One mouse (mouse #9) with an intact head underwent 8% CO₂ inhalation and transient carotid artery ligations to evaluate the capability of PS-DSCI for noninvasive monitoring of rCBF variations. Results show larger rCBF changes during 8% CO₂ inhalation (Fig. 8a), compared to those from the mice without scalp (Fig. 6b), which is likely due to the overlayed blood flow elevations from both the scalp and cortex in response to CO₂ in mouse #9 with an intact head. The transient carotid artery ligations induced similar regional rCBF reductions in mouse #9 (Fig. 8b), compared to those from the mice without scalp (Fig. 6c and Fig. 6d). Even though the partial volume effect of scalp rendered cerebral vasculatures, rCBF variations during carotid artery ligations are clearly discernible.

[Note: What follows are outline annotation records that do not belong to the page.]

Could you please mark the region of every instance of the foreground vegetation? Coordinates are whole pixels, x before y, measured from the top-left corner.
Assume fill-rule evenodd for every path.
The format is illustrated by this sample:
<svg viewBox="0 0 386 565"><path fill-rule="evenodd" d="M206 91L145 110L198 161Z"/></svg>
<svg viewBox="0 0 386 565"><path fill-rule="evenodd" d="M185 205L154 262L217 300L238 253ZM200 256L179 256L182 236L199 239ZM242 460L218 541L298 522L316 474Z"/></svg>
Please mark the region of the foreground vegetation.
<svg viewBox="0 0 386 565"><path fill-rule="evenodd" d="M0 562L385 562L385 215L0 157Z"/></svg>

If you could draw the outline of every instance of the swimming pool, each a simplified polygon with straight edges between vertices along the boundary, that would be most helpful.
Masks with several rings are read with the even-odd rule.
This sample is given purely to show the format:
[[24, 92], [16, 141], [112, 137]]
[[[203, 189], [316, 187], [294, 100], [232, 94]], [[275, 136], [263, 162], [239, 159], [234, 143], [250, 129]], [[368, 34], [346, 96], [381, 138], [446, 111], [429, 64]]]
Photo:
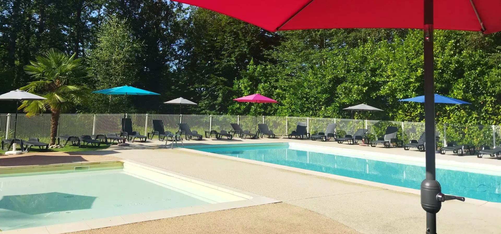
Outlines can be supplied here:
[[[198, 146], [197, 150], [329, 173], [419, 190], [424, 179], [424, 163], [397, 163], [356, 155], [322, 152], [288, 143]], [[317, 147], [317, 148], [321, 148]], [[442, 192], [501, 202], [501, 176], [438, 168], [437, 180]]]
[[[251, 198], [137, 164], [110, 164], [113, 166], [90, 164], [54, 166], [58, 170], [56, 171], [48, 170], [49, 167], [17, 170], [22, 173], [0, 170], [0, 230], [50, 226], [131, 214], [147, 216], [146, 214], [152, 212], [217, 205]], [[36, 170], [39, 172], [33, 172]], [[148, 220], [154, 219], [158, 218]]]

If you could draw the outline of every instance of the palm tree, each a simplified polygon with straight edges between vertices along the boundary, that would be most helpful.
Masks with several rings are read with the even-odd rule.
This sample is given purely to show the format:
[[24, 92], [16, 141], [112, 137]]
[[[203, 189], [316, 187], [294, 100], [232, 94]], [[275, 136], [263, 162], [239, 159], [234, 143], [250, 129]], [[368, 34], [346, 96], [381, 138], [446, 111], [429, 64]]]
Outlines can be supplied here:
[[45, 56], [37, 57], [24, 68], [35, 81], [21, 90], [47, 99], [25, 101], [19, 109], [23, 109], [28, 116], [51, 112], [51, 145], [56, 144], [60, 114], [83, 102], [90, 93], [83, 82], [85, 70], [82, 59], [75, 56], [50, 49]]

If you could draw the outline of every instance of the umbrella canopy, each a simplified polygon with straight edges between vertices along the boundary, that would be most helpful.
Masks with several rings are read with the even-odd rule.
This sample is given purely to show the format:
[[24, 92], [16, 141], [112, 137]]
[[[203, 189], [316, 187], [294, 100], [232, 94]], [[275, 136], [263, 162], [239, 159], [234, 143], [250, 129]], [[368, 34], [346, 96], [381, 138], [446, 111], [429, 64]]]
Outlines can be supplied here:
[[[423, 0], [175, 0], [270, 32], [317, 28], [423, 28]], [[436, 29], [501, 30], [499, 0], [436, 0]]]
[[238, 98], [233, 99], [233, 100], [240, 102], [279, 103], [276, 100], [263, 96], [259, 94]]
[[45, 99], [47, 98], [19, 90], [16, 90], [0, 95], [0, 100], [37, 100]]
[[366, 105], [365, 104], [359, 104], [357, 106], [350, 106], [349, 108], [345, 108], [343, 110], [354, 110], [354, 111], [362, 111], [362, 112], [382, 112], [383, 110], [381, 109], [378, 109], [374, 106], [371, 106], [369, 105]]
[[182, 98], [179, 98], [173, 99], [170, 101], [166, 102], [165, 104], [175, 104], [176, 105], [197, 105], [198, 104], [193, 102], [189, 100], [184, 99]]
[[132, 86], [124, 86], [120, 87], [115, 87], [106, 90], [98, 90], [92, 92], [94, 94], [102, 94], [108, 95], [122, 94], [122, 95], [160, 95], [156, 92], [150, 92], [141, 88], [132, 87]]
[[[424, 102], [424, 96], [418, 96], [410, 98], [402, 99], [398, 100], [400, 102]], [[446, 104], [471, 104], [469, 102], [458, 100], [457, 99], [449, 98], [448, 96], [442, 96], [435, 94], [435, 103], [445, 103]]]
[[92, 208], [97, 198], [56, 192], [11, 195], [0, 200], [0, 208], [28, 214], [86, 210]]

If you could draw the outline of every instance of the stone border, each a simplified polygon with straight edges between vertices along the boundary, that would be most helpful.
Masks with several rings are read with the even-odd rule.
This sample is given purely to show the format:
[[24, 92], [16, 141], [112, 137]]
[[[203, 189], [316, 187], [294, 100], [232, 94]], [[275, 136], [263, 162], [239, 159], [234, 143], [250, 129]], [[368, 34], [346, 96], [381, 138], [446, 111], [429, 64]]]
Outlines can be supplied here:
[[[89, 163], [86, 163], [89, 162]], [[150, 166], [144, 164], [135, 162], [129, 160], [118, 160], [113, 161], [103, 161], [97, 162], [83, 162], [71, 164], [53, 164], [44, 165], [44, 168], [62, 166], [74, 166], [76, 165], [100, 164], [122, 162], [125, 164], [130, 164], [132, 166], [148, 169], [152, 171], [161, 173], [175, 178], [183, 180], [193, 182], [199, 185], [205, 186], [217, 190], [219, 191], [228, 193], [245, 198], [246, 200], [228, 202], [226, 202], [206, 204], [202, 206], [183, 207], [173, 209], [164, 210], [150, 212], [145, 212], [132, 214], [127, 214], [114, 217], [109, 217], [104, 218], [89, 220], [79, 222], [69, 222], [48, 226], [42, 226], [28, 228], [16, 229], [2, 232], [2, 234], [60, 234], [73, 232], [78, 232], [91, 229], [108, 228], [118, 225], [123, 225], [135, 222], [150, 221], [152, 220], [161, 220], [178, 216], [188, 216], [197, 214], [212, 212], [217, 210], [234, 209], [244, 207], [253, 206], [261, 204], [270, 204], [281, 202], [279, 200], [267, 198], [260, 195], [247, 192], [230, 187], [218, 184], [209, 181], [204, 180], [194, 177], [185, 176], [170, 170], [166, 170], [155, 166]], [[28, 166], [28, 167], [27, 167]], [[30, 167], [31, 166], [31, 167]], [[42, 166], [35, 166], [36, 168]], [[9, 169], [22, 169], [33, 168], [34, 166], [19, 166], [9, 167]], [[0, 169], [5, 170], [5, 168]]]
[[[312, 145], [308, 145], [311, 146]], [[326, 147], [326, 146], [323, 146]], [[257, 161], [255, 160], [248, 160], [245, 158], [240, 158], [232, 157], [231, 156], [227, 156], [225, 155], [219, 154], [214, 154], [209, 152], [204, 152], [203, 151], [197, 150], [192, 150], [191, 148], [177, 148], [177, 150], [185, 151], [187, 152], [193, 152], [196, 154], [205, 154], [209, 156], [213, 156], [218, 158], [226, 158], [230, 160], [234, 160], [236, 161], [243, 162], [249, 164], [257, 164], [258, 165], [263, 165], [268, 166], [271, 166], [272, 168], [278, 168], [280, 169], [283, 169], [285, 170], [291, 170], [293, 172], [297, 172], [305, 174], [311, 174], [313, 176], [317, 176], [322, 177], [326, 177], [327, 178], [331, 178], [335, 180], [343, 180], [348, 182], [351, 182], [356, 184], [364, 184], [369, 186], [372, 186], [374, 187], [381, 188], [386, 188], [387, 190], [393, 190], [394, 191], [397, 191], [399, 192], [407, 192], [409, 194], [415, 194], [416, 195], [421, 195], [421, 191], [419, 190], [416, 190], [414, 188], [408, 188], [401, 187], [400, 186], [396, 186], [391, 184], [386, 184], [379, 183], [377, 182], [373, 182], [372, 181], [365, 180], [363, 180], [357, 179], [355, 178], [352, 178], [351, 177], [343, 176], [338, 176], [337, 174], [330, 174], [328, 173], [322, 172], [316, 172], [314, 170], [307, 170], [306, 169], [302, 169], [297, 168], [293, 168], [292, 166], [285, 166], [282, 165], [279, 165], [278, 164], [274, 164], [270, 162], [266, 162], [261, 161]], [[466, 203], [469, 203], [471, 204], [476, 204], [478, 206], [485, 206], [492, 207], [494, 208], [497, 208], [501, 209], [501, 202], [487, 202], [486, 200], [479, 200], [477, 199], [473, 199], [467, 198], [464, 202], [459, 202], [455, 201], [456, 202], [464, 202]]]

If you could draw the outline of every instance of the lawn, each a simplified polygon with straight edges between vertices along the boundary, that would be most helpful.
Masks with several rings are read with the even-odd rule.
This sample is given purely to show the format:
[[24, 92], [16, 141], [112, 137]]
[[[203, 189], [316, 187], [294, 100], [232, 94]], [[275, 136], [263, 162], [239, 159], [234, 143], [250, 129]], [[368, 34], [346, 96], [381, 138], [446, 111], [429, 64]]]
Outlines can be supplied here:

In summary, to meet the need of fast, high-density, and continuous imaging of CBF at different depths, we have developed a low-cost, DMD-based, line scanning, depth-sensitive PS-DSCI technique. Compared to the point scanning in conventional scDCT, the line scanning in new PS-DSCI significantly increase spatiotemporal resolution of CBF imaging and reduces the computation time and storage for image reconstructions. New algorithms have been developed to address deformations of line-shape scanning, thus minimizing BFI reconstruction artifacts. The capabilities of the PS-DSCI for 2D mapping of BFI at different depths and continuous monitoring of global and regional rCBF alterations were examined in head-simulating phantoms and adult mice with known optical and geometrical properties of heads. The results from PS-DSCI are consistent with previous studies in adult rodents using other technologies and similar experimental protocols. Importantly, the high spatiotemporal resolution of PS-DSCI holds the promise for depth-sensitivity mapping of brain functional activity. Future studies will develop and optimize a low-cost, fast, mobile, and user-friendly PS-DSCI system with a greater tissue penetration depth, larger ROI, higher sampling rate, and lower computation time for cerebral functional imaging of larger subjects.

Codes and Data Availability

All codes and data supporting the findings of this study are available from the corresponding author upon reasonable request.